Page MenuHomePhabricator

Page previews ignoring text in parentheses breaks some pages
Closed, ResolvedPublic

Description

The page preview (the thing you see when you mouse over a link) shows the first couple sentences of the linked page, but ignores text in parenthese. Some mathematical pages use parentheses to indicate ordered pairs and removing them makes the sentence unintelligible. For example, the Wikipedia page https://en.wikipedia.org/wiki/Completely_metrizable_space starts out as follows:

"In mathematics, a completely metrizable space (metrically topologically complete space) is a topological space (X, T) for which there exists at least one metric d on X such that (X, d) is a complete metric space and d induces the topology T."

In the preview this reads "...at least one metric d on X such that is a complete metric space..." which makes no sense.

Event Timeline

Jdlrobson edited projects, added Web-Team-Backlog (Tracking); removed Web-Team-Backlog.
Jdlrobson subscribed.

My understanding is this is a bug in the API. I remember when we speced this out we only kept parentheses without spaces. This one has a space and a single comma. it's possible we could expand the summary endpoint to allow two word matches with a comma.

Pcoombe renamed this task from Page previews ignoring text in parentheses breaks some mathematical pages to Page previews ignoring text in parentheses breaks some pages.Sep 18 2022, 12:13 PM
vadim-kovalenko changed the task status from Open to In Progress.Jan 13 2023, 10:51 AM
vadim-kovalenko claimed this task.
vadim-kovalenko moved this task from Needs Triage to In Progress on the Page Content Service board.

Change 879900 had a related patch set uploaded (by Vadim Kovalenko; author: Vadim Kovalenko):

[mediawiki/services/mobileapps@master] Mobileapps: Page previews ignoring text in parentheses breaks some pages

https://gerrit.wikimedia.org/r/879900

Change 879900 merged by jenkins-bot:

[mediawiki/services/mobileapps@master] Mobileapps: Page previews ignoring text in parentheses breaks some pages

https://gerrit.wikimedia.org/r/879900

@vadim-kovalenko I am still seeing the bug when long pressing on iOS (I went to Polish space on EN Wikipedia > long pressed the "completely metrizable" link). We do have an existing client-side bug where we aren't pulling the summary endpoint html, however, so that could be why.

IMG_0166.PNG (2×1 px, 2 MB)

@Tsevener a lot of lead paragraphs have some text in parentheses which is truncated. You can check my comment here for more details: https://phabricator.wikimedia.org/T259891#8542852. In your particular case, there is a ref inside parentheses that isn't filtered by regexp implemented in this patch. My solution tends to work only with italic letters. There are tons of possible cases where parentheses with the content should be kept for the preview, let's discuss.

We are going to close this task but it is blocked by https://phabricator.wikimedia.org/T91344 which is still open.

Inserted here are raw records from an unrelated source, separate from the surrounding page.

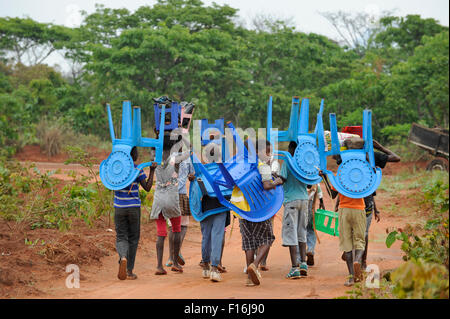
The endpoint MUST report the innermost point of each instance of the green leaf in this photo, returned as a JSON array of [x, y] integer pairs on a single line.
[[391, 238]]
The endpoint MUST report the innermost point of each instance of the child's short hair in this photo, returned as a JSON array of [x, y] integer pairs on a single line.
[[292, 146], [354, 143], [262, 141], [134, 153]]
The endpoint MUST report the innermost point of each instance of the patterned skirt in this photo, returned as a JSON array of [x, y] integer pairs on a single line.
[[184, 205], [256, 234]]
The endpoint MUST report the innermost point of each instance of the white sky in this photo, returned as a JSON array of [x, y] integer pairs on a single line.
[[304, 13]]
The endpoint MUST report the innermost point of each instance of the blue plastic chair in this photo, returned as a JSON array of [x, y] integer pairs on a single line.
[[200, 186], [356, 176], [118, 171], [242, 171], [306, 157], [175, 112]]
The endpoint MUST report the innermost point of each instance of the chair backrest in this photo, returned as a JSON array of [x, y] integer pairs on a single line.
[[185, 115], [291, 133], [305, 161], [174, 110], [356, 176], [118, 171], [242, 171]]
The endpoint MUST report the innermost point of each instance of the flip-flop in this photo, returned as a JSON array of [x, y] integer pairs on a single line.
[[221, 269], [177, 269], [159, 272], [264, 267], [252, 272], [181, 260]]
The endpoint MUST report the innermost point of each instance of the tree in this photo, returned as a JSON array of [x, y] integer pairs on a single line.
[[30, 42], [356, 31]]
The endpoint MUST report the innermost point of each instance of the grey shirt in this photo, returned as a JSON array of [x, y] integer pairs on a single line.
[[166, 198]]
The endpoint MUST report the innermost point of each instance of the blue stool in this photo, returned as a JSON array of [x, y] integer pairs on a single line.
[[118, 171], [175, 112], [200, 186], [356, 176], [306, 157], [242, 171]]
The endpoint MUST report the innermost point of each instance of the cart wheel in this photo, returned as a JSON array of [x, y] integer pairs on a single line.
[[439, 163]]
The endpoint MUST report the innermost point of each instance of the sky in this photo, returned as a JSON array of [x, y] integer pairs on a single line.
[[303, 13]]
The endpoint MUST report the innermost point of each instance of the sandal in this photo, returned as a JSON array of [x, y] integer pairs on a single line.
[[176, 269], [221, 269], [253, 274], [294, 273], [181, 260], [131, 276], [263, 267], [160, 272]]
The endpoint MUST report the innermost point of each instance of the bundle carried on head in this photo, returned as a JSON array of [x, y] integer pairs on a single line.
[[354, 143]]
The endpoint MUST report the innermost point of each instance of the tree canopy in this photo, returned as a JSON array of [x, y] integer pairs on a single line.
[[193, 52]]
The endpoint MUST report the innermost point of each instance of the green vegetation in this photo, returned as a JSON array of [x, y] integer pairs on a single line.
[[190, 51], [47, 202], [425, 274]]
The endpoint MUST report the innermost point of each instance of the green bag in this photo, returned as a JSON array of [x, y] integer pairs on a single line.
[[324, 222]]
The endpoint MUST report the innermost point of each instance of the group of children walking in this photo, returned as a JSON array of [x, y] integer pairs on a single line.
[[171, 207]]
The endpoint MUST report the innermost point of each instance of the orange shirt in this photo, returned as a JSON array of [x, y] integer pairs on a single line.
[[347, 202]]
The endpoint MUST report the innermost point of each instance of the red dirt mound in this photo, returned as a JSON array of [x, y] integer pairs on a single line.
[[32, 153]]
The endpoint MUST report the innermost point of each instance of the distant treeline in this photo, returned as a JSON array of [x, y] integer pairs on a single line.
[[193, 52]]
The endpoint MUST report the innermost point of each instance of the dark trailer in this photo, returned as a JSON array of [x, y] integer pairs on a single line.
[[433, 140]]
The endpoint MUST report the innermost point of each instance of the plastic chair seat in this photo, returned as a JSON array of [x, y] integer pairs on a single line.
[[118, 171]]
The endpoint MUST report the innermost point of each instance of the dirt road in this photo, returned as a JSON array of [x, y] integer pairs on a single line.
[[325, 279]]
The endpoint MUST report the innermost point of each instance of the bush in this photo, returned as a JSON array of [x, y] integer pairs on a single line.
[[420, 279], [46, 202], [425, 274]]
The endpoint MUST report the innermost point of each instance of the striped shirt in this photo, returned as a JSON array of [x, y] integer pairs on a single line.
[[129, 196]]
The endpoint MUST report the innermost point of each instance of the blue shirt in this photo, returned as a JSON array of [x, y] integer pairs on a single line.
[[185, 169], [293, 188], [129, 196]]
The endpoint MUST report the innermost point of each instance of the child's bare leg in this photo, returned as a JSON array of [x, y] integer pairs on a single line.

Hey there! I'm not sure if this discussion is exactly the right place to bring up this issue, but it's definitely related. This might provide more context for what I'm talking about. Essentially, previews seem to have instructions to remove any text inside parentheses and replace it with a space [ ] character, and this causes an issue when there is punctuation right after the parentheses. Is this something that can be fixed in this particular situation?

@vadim-kovalenko: Going to close as declined? Or did something get resolved?

@Aklapper I was about to close it as resolved but need product and web agreements first. There should be a decision about the definition of what exactly should be excluded inside parentheses.

Closed this as resolved since this issue has been fixed and fixes are currently on prod. If there are any related problems, feel free to file a new ticket for them.